Por ello, más allá de su dimensión estética o narrativa, el cine de resistencia debe ser comprendido como una herramienta poderosa que, al tocar las conciencias, puede alterar el tejido mismo de nuestras sociedades.

En este contexto, debemos hablar del cineclub, , ya olvidado en nuestra vida comunitaria , donde ver esos documentales que nadie muestra, esas películas que nos hacen pensar, que emerge como una forma contemporánea de «ciudad paralela», un espacio donde los descartados, los silenciados, se reúnen no solo para ver películas, sino para pensarlas, debatirlas y, sobre todo, interrogarse sobre la realidad que las atraviesa.

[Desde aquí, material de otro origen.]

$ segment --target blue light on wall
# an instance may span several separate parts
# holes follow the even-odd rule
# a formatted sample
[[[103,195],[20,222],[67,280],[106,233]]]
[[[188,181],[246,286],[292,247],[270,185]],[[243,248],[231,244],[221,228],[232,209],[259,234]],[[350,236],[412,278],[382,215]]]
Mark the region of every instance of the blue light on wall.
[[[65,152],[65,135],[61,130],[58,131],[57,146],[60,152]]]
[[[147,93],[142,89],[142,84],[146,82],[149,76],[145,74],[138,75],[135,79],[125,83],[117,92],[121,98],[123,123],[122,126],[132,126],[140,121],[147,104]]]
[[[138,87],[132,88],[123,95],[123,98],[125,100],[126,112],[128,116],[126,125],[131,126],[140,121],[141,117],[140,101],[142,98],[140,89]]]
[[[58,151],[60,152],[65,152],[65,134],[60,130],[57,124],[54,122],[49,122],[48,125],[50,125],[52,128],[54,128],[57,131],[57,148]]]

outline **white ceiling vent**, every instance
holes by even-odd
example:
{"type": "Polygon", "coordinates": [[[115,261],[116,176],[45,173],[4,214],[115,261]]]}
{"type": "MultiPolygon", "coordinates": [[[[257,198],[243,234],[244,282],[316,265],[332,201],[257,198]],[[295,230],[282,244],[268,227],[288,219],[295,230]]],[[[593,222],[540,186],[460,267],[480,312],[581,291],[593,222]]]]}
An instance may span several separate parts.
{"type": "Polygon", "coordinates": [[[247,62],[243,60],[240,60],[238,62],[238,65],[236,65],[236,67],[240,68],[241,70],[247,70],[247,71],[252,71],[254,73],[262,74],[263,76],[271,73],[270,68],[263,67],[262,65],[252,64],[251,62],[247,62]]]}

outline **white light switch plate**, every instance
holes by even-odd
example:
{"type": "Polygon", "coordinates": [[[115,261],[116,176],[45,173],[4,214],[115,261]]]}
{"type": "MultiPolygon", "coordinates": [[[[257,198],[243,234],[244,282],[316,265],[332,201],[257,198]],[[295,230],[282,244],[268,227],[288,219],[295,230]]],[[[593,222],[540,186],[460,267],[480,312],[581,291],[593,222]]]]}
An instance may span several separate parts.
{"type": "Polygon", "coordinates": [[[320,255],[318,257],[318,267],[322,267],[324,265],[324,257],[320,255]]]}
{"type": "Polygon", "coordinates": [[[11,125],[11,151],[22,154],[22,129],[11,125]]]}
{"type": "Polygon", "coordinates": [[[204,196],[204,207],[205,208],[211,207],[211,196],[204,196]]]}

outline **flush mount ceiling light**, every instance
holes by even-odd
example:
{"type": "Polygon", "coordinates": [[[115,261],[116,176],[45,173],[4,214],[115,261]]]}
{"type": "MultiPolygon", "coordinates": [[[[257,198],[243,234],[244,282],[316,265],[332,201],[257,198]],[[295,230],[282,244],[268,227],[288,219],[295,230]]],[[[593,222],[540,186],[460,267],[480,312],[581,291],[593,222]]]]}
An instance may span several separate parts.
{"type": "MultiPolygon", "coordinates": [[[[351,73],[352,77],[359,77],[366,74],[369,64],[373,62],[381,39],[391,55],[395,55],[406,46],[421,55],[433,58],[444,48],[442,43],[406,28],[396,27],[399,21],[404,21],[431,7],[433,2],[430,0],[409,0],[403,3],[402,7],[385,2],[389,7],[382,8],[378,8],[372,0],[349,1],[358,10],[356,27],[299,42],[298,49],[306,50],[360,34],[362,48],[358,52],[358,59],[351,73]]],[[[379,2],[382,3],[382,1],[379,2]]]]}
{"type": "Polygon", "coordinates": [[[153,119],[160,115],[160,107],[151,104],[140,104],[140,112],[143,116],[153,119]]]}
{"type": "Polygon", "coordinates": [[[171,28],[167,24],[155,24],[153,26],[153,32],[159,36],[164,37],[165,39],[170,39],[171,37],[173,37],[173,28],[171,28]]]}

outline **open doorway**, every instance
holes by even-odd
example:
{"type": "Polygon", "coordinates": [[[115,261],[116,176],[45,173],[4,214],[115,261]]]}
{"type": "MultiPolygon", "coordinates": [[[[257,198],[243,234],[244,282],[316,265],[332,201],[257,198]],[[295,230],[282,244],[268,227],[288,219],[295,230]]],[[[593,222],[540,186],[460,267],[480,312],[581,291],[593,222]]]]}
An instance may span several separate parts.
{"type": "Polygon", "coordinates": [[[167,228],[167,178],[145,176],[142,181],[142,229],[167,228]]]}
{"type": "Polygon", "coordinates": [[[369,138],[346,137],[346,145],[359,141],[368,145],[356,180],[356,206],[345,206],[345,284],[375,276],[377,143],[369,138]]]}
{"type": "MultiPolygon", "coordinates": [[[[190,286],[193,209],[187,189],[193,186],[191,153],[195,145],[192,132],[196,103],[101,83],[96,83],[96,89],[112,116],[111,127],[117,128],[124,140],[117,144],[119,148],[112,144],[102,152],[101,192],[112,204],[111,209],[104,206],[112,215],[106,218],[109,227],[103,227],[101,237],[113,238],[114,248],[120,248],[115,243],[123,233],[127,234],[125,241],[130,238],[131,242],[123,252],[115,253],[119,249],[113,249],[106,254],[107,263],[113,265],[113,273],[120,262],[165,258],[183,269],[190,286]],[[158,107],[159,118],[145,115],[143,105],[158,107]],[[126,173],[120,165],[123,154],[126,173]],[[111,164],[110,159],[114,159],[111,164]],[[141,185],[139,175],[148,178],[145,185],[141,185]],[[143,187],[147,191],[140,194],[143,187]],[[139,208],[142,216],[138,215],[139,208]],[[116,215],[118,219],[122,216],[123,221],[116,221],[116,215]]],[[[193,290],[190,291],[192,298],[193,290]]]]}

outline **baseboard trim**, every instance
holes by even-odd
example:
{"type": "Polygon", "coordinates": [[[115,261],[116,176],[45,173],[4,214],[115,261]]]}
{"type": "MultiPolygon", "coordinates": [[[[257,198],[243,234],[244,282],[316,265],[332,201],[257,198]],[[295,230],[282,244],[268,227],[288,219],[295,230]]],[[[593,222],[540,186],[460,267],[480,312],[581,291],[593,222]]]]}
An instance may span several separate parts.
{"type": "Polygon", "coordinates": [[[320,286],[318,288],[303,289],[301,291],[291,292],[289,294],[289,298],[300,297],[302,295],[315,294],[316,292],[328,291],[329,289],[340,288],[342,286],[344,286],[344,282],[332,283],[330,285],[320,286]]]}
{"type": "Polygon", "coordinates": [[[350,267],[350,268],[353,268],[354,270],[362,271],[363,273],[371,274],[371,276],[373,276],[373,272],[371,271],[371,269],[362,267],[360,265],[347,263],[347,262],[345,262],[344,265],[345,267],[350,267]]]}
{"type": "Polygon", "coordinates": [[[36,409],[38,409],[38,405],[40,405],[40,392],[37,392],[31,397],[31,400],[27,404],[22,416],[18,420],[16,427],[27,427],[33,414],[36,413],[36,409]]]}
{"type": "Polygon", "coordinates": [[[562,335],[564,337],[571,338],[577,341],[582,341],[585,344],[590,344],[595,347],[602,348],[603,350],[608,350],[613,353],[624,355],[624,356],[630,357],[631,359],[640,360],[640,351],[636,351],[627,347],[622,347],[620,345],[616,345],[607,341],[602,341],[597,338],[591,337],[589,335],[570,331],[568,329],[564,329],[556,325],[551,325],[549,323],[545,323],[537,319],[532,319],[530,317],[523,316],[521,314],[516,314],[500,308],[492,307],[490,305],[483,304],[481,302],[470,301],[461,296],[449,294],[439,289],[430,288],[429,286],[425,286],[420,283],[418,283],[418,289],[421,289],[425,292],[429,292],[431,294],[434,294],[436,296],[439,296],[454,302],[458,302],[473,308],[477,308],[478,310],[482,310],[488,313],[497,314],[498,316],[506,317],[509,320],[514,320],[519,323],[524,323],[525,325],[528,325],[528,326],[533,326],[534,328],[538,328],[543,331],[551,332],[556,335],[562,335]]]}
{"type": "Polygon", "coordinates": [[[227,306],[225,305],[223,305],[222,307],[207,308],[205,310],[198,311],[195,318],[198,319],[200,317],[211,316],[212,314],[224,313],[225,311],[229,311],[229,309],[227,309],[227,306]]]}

Frente a la pasividad del consumo audiovisual actual, de plataformas, el cineclub recupera el valor del encuentro, del pensamiento compartido y de la mirada crítica. Allí, el cine deja de ser entretenimiento para convertirse en una herramienta de resistencia: una forma de hacer visible lo silenciado, de articular preguntas que incomodan al poder y de alimentar una conciencia social que no se conforme con la versión oficial de los hechos.
En tiempos de uniformidad cultural y saturación informativa, crear y sostener un cineclub es un acto de insumisión lenta y persistente: una apuesta por la reflexión, por la palabra, y por el derecho a imaginar otros mundos posibles.

Encendamos la llama de la solidaridad con un arte que ponga semillas de resistencia en nuestras conciencias, y con ella, la posibilidad de transformar el mundo.